He laughs as he walks away, as if he didn’t just tilt my entire world sideways and walk off with the match still smoldering in his hand.
I want to scream at him.
I want to chase him down and rip that fucking smug grin right off his face.
I’m furious. Furious with him. Furious with myself. With every broken piece of me that responded to him without permission.
He didn’t even touch me, not a single fucking finger, and still I am sitting here, exposed, shaken to the core of bones I have spent years burying under armor.
I hate him.
Hate the way he walked in here as if he owned the air I was breathing. The way my skin still buzzes even though he is walking away. And now I cannot stop hearing his voice.
"Not tonight, sweetheart."
The words keep looping through my head, coiled tight around that cocky grin he stamped into me before walking out.
“Careful, pretty boy,” I say, turning in the chair to face him. “Guys who walk around as if they own the room are usually overcompensating for a dick that is not even worth unzipping.”
It's petty and cruel, but for one fucked-up second it makes me breathe easier, as if I have taken something back, even if it is only a scrap of control I never really had. The relief doesn’t last.
He stops, turns, and his eyes find mine again, his grin tugging wider as if he has been waiting for me to snap.
“Oh, sweetheart.”
That fucking word again. Soaked in mock sympathy, dipped in sin.
“You might be the first to call me out, but you will be the last to see what I am really packing.”
And then he’s gone, leaving me here, half furious and half fucked up in the worst way imaginable, pretending I’m not already drowning in the aftermath.
My whole body feels wrong, wired too tight, skin pulled thin over bones that no longer hold steady. My pulse refuses to settle. It pounds fast and fucked-up, chasing the echo of his stare still stamped across my skin.
That cocky fucker walked in and detonated something inside me, and now I am the one choking on the dust, left to sift through the wreckage while he disappears as if he didn’t set the whole fucking room on fire.
He got under my skin, burrowing deep, spreading through me as if he were a virus I never saw coming. One smirk was all it took. One look.

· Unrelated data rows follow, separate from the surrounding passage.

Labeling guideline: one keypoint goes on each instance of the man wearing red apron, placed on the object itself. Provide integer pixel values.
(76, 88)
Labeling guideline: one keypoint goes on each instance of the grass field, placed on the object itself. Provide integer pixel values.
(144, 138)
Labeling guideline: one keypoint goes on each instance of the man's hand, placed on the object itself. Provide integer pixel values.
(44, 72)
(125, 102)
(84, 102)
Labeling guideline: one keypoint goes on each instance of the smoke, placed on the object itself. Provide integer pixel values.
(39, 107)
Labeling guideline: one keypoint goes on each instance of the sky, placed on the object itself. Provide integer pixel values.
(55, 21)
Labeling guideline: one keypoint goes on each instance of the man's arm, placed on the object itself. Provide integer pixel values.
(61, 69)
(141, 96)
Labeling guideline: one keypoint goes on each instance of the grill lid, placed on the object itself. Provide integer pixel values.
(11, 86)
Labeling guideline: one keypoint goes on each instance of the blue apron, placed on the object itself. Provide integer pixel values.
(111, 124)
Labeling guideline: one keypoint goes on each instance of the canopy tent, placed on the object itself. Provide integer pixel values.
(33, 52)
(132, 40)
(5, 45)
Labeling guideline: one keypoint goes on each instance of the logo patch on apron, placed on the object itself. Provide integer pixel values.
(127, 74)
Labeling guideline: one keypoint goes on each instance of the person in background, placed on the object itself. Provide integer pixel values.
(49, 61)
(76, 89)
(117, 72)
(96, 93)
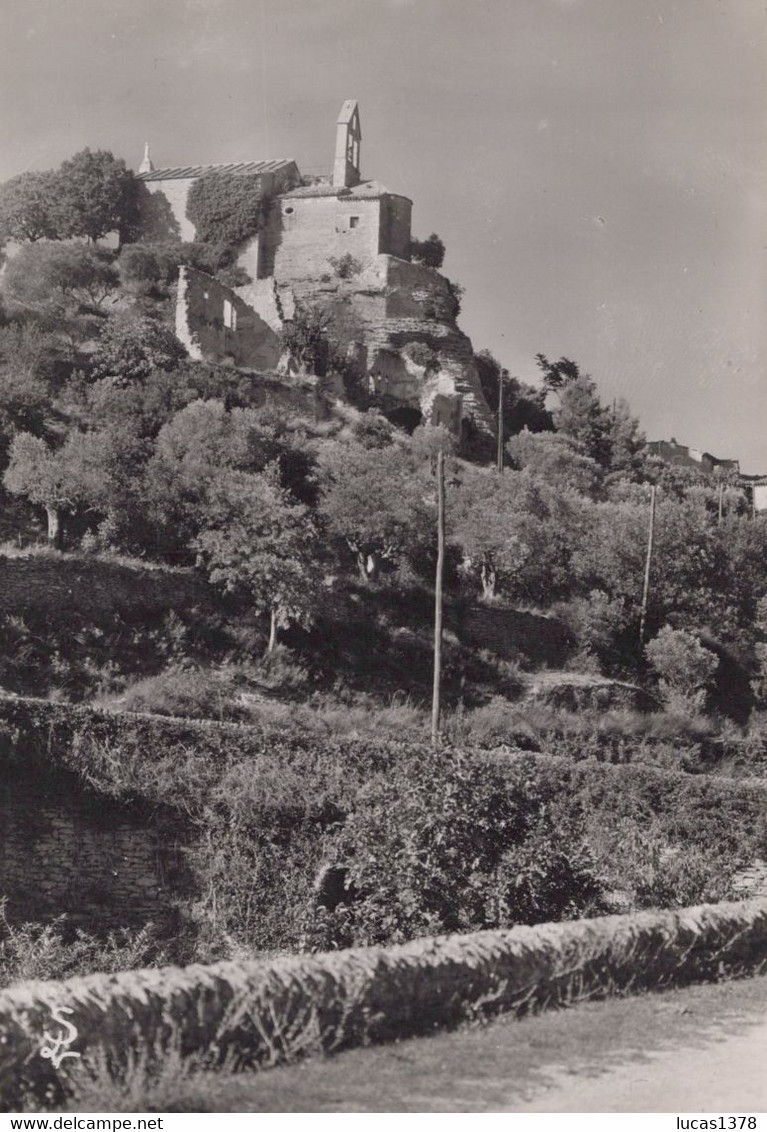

One fucking line, and suddenly he was everywhere I did not want him to be.
And I hate it.
I hate the way my body sparks when he gets close, all heat and nerves and hunger I never gave it permission to feel.
But what I hate most is that for one impossible, goddamn moment, I wanted him to stay.
Chapter Two
Zane
Thekitchendoorslamsshut behind me, the crack of it loud enough to rattle the glass in the window.
I don’t turn around. Don’t slow my pace. I don’t give a single fuck if that cold, bitter bitch who runs this place caught me walking out again. Let her scream herself hoarse because I’m not fucking listening.
Her voice cuts through the walls anyway, high and jagged, barking orders at kids too small and too beaten down to push back. They nod quick, scatter faster, keeping their eyes down as if ignoring her could make her less of a monster stuffed into a cheap cardigan.
She isn’t a foster mother.
She’s a fucking prison warden.
A woman who cashes the state’s money and calls it care. Nothing more.